Having once known in her heart that euthanasia was wrong, she now feels very differently.
"We say in this place that when we make a decision that we will walk a mile in another man's shoes - well I have certainly done that ... having held the hand of the person that I deeply loved as he died peacefully, as he died painlessly, as he died willingly, and in the manner in which he wanted."
Who am I to deny Territorians and Canberrans the choice to leave the Earth in the same "beautiful way", she said.
The territory rights bill has moved slowly in the Senate after it passed the House of Representatives nearly two months ago.
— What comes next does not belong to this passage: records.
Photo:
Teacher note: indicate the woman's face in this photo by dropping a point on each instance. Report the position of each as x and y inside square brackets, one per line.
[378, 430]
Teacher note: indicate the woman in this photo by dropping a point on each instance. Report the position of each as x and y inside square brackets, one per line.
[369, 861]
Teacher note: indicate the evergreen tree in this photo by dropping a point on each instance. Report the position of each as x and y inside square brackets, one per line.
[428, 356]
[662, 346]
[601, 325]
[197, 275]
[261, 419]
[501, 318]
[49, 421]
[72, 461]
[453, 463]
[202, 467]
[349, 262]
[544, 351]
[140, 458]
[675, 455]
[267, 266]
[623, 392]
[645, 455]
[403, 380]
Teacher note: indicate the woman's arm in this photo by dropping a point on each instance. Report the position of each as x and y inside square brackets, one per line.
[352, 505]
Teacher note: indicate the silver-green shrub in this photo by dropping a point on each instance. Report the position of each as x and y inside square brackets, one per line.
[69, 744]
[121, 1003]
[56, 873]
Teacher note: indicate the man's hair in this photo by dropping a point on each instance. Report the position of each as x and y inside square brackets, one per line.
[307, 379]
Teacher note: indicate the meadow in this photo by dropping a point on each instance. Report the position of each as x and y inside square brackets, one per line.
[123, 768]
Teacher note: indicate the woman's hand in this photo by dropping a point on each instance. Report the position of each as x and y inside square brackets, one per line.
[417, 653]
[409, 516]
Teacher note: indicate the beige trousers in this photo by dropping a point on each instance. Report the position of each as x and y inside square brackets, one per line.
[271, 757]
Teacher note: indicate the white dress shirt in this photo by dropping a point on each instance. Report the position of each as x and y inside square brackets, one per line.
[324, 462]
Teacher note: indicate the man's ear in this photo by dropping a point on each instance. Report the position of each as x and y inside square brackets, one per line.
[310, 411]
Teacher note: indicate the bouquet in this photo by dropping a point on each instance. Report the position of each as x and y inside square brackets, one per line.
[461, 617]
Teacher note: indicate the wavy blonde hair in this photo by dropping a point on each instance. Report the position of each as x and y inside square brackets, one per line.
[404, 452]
Three hour-long sessions of debate have progressed through 20 speakers, but the list continues to grow as an unofficial filibuster from the no camp attempts to delay a final vote.
ACT senator David Pocock made a deal with Labor to allow for the Wednesday debate slot, but both sides expect November will be the earliest a vote can be held.
Other senators voicing their support in the debate on Wednesday were Labor's Malarndirri McCarthy, Carol Brown and Louise Pratt, and Liberal moderate Andrew Bragg. Liberal's Alex Antic and One Nation's Malcolm Roberts spoke against the bill.
Coalition senators Dean Smith, Gerard Rennick, Matt Canavan and Jonathon Duniam are still expected to speak on the bill before a vote can be held.
Senator Pratt said no one could find a jurisdiction that supports voluntary assisted dying more than Canberra.